Holy Trinity Church is significant for a number of reasons. It has been the home of an ancient worshipping community, which though of limited means was given a church of architectural distinctiveness, more than a parish church, that was imitating Wells cathedral in its apsidal plan form. It has a great variety of styles due to the various periods of construction.

It has been established that there has been a Christian settlement on the banks of the river Trym since the 8th century, pre-dating the settlement of Bristol. The first church was probably from the Saxon period, but was destroyed and a new monastic community established by Oswald, Bishop of Worcester in 962 AD. In 1093 AD, the church was repaired and re-dedicated by Wulfstan, Bishop of Worcester. In 1194 the church became a collegiate church under the direct responsibility of the Bishop of Worcester. In the 15th century Bishop Carpenter transformed the church in the Perpendicular style.

The basic fabric of the church is medieval. The North and South aisles and the nave date from the 13th century. Other parts, the St. Oswald’s chapel at the east end and the Sanctuary date from mid 15th century. The crypt at the East end is medieval in origin and it is situated below an apse, which is polygonal, an unusual construction. This form of construction is discussed at some length in the Bristol Record Society’s 2010 publication ‘Westbury-on-Trym: Monastery, Minster and College’ (1), and is a rare form of construction that only happened with any frequency in Anglo Saxon and early Romanesque eras (2). It is suggested that Holy Trinity Church was built, rebuilt or adapted in the late eleventh century and was given an apse and crypt imitating other grander monastic buildings in the then diocese of Worcester.

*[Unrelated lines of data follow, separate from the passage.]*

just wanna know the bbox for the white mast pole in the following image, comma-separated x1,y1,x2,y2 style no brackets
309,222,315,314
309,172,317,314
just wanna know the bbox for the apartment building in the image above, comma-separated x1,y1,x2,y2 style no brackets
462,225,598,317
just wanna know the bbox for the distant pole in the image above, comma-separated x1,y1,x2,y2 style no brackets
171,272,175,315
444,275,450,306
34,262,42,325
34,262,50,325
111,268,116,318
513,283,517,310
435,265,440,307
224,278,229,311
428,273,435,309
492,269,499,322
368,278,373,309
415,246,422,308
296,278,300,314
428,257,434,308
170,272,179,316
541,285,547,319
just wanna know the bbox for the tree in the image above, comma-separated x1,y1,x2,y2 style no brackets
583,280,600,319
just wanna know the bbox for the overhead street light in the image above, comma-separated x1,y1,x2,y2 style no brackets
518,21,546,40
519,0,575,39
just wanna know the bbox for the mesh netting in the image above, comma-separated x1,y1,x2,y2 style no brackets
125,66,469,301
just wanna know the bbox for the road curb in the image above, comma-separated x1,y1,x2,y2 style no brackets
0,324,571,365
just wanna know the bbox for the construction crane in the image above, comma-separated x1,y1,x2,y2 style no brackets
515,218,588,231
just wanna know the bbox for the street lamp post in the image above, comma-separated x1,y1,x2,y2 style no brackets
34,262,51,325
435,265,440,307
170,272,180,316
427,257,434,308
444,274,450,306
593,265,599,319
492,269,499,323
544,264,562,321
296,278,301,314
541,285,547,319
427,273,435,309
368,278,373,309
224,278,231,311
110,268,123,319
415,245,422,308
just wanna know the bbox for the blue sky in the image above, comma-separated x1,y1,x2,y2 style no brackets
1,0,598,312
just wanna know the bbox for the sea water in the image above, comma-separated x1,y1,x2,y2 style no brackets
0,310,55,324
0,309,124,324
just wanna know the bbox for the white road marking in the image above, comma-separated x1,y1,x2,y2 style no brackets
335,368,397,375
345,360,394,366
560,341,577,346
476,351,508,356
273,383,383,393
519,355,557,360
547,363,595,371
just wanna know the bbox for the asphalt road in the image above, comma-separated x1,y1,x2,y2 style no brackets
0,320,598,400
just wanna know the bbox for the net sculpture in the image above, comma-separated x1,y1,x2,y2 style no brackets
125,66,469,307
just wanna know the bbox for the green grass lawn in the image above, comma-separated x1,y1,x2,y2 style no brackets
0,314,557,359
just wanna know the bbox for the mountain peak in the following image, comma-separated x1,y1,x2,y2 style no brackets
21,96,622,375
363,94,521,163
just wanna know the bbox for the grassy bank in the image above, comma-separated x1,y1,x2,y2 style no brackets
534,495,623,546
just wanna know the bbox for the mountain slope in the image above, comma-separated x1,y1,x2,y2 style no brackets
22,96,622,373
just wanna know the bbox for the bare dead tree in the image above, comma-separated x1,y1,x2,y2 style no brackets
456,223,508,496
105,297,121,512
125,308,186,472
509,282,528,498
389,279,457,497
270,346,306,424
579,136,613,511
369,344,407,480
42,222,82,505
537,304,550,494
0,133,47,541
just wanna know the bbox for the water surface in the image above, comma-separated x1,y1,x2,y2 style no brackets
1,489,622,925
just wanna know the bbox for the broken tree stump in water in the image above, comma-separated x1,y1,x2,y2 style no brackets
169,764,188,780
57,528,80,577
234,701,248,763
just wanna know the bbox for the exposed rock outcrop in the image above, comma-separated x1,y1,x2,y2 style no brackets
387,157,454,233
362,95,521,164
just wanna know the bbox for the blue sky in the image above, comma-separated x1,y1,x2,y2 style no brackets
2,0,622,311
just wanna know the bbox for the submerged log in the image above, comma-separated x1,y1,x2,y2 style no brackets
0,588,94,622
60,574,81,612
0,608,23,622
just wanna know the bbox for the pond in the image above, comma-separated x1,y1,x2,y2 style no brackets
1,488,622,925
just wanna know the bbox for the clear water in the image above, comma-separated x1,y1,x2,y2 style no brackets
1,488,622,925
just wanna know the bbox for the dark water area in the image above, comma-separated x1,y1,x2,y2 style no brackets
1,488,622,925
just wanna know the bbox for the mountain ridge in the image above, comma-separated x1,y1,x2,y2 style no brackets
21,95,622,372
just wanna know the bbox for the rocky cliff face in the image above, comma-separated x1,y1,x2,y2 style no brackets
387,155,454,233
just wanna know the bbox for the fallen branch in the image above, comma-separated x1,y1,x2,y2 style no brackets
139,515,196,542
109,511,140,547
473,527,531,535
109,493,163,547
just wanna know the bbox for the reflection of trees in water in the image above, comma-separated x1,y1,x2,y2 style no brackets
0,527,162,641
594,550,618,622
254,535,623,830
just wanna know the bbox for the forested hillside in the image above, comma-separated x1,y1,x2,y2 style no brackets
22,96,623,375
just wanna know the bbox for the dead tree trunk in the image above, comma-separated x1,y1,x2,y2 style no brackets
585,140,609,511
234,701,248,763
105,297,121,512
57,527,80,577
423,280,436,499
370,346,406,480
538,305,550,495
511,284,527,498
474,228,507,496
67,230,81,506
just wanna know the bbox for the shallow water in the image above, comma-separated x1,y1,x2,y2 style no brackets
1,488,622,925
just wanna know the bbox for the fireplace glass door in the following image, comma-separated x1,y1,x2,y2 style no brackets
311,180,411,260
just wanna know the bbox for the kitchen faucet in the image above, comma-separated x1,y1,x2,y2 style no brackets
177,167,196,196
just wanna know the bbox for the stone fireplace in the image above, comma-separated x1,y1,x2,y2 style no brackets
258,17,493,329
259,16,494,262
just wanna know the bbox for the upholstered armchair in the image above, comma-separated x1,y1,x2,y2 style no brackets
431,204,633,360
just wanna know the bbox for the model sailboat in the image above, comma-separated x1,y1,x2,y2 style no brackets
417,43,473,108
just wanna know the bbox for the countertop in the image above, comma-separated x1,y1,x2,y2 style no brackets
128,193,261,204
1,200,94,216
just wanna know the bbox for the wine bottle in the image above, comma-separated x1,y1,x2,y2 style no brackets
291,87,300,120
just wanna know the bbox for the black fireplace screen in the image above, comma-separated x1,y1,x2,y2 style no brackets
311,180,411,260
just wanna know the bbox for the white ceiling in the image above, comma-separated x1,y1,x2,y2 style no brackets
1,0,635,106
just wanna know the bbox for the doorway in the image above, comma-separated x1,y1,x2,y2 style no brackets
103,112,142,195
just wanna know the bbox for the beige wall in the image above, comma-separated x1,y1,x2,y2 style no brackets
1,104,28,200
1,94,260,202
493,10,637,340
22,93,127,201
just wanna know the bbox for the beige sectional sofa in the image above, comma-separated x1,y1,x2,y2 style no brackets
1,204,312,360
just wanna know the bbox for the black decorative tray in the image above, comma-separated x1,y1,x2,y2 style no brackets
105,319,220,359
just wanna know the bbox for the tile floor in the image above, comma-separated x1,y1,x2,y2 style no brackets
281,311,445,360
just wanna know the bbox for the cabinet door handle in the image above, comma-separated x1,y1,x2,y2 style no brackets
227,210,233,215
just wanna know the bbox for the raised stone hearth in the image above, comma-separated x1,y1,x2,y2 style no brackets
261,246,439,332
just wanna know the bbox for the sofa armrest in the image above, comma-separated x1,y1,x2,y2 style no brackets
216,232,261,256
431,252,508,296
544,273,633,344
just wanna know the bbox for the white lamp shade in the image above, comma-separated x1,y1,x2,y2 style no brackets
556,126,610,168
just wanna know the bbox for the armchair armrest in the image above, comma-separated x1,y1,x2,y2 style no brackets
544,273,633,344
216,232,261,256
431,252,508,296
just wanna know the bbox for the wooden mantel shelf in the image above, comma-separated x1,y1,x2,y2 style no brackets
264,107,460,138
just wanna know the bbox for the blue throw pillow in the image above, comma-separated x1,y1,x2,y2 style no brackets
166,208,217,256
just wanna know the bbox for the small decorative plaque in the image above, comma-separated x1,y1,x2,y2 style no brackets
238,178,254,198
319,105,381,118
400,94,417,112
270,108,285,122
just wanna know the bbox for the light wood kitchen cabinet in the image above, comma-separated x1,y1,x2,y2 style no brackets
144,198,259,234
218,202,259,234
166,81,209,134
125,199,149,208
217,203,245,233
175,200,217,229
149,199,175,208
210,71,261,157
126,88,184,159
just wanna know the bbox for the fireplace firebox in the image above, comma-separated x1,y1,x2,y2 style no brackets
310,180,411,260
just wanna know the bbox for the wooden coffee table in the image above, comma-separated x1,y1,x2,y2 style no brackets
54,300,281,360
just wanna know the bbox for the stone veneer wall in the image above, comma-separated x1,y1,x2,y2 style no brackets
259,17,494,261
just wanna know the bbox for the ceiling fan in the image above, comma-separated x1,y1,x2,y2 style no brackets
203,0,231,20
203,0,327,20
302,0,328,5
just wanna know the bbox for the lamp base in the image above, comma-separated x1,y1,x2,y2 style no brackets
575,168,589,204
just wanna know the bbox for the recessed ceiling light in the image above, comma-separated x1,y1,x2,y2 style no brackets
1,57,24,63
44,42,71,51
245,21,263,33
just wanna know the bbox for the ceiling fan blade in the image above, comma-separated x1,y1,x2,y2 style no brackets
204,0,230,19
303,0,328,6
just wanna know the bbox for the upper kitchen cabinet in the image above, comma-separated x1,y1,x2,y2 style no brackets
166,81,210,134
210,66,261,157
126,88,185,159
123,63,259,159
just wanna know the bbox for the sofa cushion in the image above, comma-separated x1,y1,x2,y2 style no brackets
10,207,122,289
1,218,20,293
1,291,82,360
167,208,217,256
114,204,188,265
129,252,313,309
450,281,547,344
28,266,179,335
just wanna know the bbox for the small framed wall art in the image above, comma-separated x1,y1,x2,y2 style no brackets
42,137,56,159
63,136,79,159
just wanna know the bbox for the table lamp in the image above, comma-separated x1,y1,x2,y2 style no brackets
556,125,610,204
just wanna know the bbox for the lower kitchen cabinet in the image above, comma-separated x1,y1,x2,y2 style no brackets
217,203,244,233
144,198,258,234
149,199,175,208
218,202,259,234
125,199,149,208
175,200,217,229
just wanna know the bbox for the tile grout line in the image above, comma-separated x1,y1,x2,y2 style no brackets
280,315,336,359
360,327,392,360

Externally the polygonal apse is the most elaborately decorated part of the 15th century rebuilding. Buttresses, with moulded bases and pinnacles stand on its corners. Behind the pinnacle is a pilaster which is broken up by a string course, and where the pilasters cross the roof parapet are gargoyles.

In the South Aisle evidence of the 13th century construction can be seen in the three sedilia (seats built into the wall), a piscina (sink) and three Early English lancet windows east of the South porch. The South porch entrance dates from this time. Works undertaken in the Carpenter era, (15th century) included the tower, western extensions to the nave aisles to join the tower, a Lady chapel, enlargement of the east end and raising of a clerestory. There was some reordering in Victorian times, and changes made to the upper part of the tower, including a spirelet, and to the crypt.

The completed repairs to the East end of the church affect the parts of the church that are of particular historic and architectural significance.

Several guides to the history of the church and its stained glass have been published. Please see the Publications page for more details.


(1) Westbury-on-Trym: Monastery, Minster and College Nicholas Orme and Jon Cannon Bristol Record Society’s 2010 c/o Regional History Centre, University of the West of England.

(2) ‘Is this the lost Anglo-Saxon Church, of Westbury-on-Trym?’ Jon Cannon, British Archaeology 114, September /October 2010.